Reality of AI in cybersecurity

Reality of AI in cybersecurity

Share post

There is a lot of hype surrounding the use of artificial intelligence (AI) in cybersecurity. The truth is that the role and potential of AI in security are still evolving and much remains to be researched and evaluated. a comment by Chester Wisniewski, Principal Research Scientist, Sophos.

In order to further develop AI as quickly as possible and to be able to use it even more efficiently in security, the overarching exchange between researchers and AI experts is particularly important. For this reason, Sophos AI has committed to openly sharing its research results with the security community in order to make the use of AI more transparent and to actively contribute to the discussion and positioning of AI in cybersecurity. One of the most important topics in the further development of AI in cybersecurity is the different models and methods of how AI learns with old and new data.

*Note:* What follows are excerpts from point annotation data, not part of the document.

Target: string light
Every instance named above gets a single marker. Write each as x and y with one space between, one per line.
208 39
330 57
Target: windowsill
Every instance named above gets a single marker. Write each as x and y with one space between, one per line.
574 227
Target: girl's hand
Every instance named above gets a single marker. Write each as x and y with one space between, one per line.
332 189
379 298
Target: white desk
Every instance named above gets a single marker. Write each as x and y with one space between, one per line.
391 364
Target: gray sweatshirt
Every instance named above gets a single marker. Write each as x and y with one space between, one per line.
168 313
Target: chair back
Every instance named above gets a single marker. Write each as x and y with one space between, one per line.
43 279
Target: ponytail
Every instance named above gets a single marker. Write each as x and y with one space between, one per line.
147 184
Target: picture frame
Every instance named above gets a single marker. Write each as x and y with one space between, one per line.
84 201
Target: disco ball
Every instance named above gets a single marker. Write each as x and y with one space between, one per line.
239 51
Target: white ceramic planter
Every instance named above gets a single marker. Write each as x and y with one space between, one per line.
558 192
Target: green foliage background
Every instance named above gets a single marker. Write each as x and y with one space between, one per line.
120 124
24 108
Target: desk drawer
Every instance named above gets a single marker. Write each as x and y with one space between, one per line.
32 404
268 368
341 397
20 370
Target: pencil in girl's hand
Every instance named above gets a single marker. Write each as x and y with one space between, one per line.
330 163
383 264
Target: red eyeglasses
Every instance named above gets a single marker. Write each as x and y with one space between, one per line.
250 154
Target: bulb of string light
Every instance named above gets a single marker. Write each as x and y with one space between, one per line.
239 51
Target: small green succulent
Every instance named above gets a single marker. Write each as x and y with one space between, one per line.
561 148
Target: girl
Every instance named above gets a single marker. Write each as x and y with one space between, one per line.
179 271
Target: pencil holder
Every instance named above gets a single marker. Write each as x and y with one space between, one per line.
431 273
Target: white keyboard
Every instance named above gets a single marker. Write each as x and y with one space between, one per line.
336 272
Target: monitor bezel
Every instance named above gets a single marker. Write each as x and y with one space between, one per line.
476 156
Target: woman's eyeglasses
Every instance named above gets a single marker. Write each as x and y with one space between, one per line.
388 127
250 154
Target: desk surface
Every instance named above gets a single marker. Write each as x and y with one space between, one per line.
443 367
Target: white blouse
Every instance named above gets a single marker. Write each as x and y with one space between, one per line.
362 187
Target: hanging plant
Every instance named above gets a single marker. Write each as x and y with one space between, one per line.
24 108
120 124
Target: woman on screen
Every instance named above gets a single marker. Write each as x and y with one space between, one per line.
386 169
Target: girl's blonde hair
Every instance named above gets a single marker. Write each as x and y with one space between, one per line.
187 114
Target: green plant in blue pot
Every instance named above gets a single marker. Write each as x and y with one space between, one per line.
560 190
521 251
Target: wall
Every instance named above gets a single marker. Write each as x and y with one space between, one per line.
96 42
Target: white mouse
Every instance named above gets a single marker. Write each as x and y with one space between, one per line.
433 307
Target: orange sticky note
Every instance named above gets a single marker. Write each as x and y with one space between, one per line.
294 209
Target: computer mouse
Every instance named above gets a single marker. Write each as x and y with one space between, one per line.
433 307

"Catastrophic forgetting" as an AI recognition model

Malware detection is the cornerstone of IT security, and AI is the only approach that can learn patterns from millions of new malware samples in a matter of days. When using AI for malware detection, however, two questions arise: Should the model keep all malware samples forever in order to enable optimal detection - but at the expense of learning and updating speed? Or should it do some selective fine-tuning that allows the model to better keep pace with the rate of change of malware - albeit with the risk of forgetting older patterns? The latter is known as "catastrophic forgetting". Today retraining a model takes about a week. It takes about an hour to update a good fine-turning model.

The Sophos AI team wanted to see if it was possible to design a fine-tuning model that could keep pace with the rapid evolution of the threat landscape, learn new patterns, but still remember older samples with minimal impact on performance. The researcher Hillary Sanders took on this task and evaluated a number of update options, which she described in detail in the Sophos AI Blog.

The Discovery Dilemma

Keeping malware detection up to date is no easy task. Every step that one takes to ward off an attack, the opponents acknowledge with new ideas on how to circumvent it. You develop updates using different code or techniques. The result: hundreds of thousands of new malware samples appear every day.

Making detection even more difficult is the fact that the latest and most effective malware is seldom entirely “new”. It is often a combination of new, old, shared, borrowed, or stolen code, as well as adopted and adapted behaviors. In addition, old malware reappears years later and is integrated into new attack methods in order to take defenses by surprise. Ergo, detection models must ensure that they also detect older malware samples, and not just the newest ones.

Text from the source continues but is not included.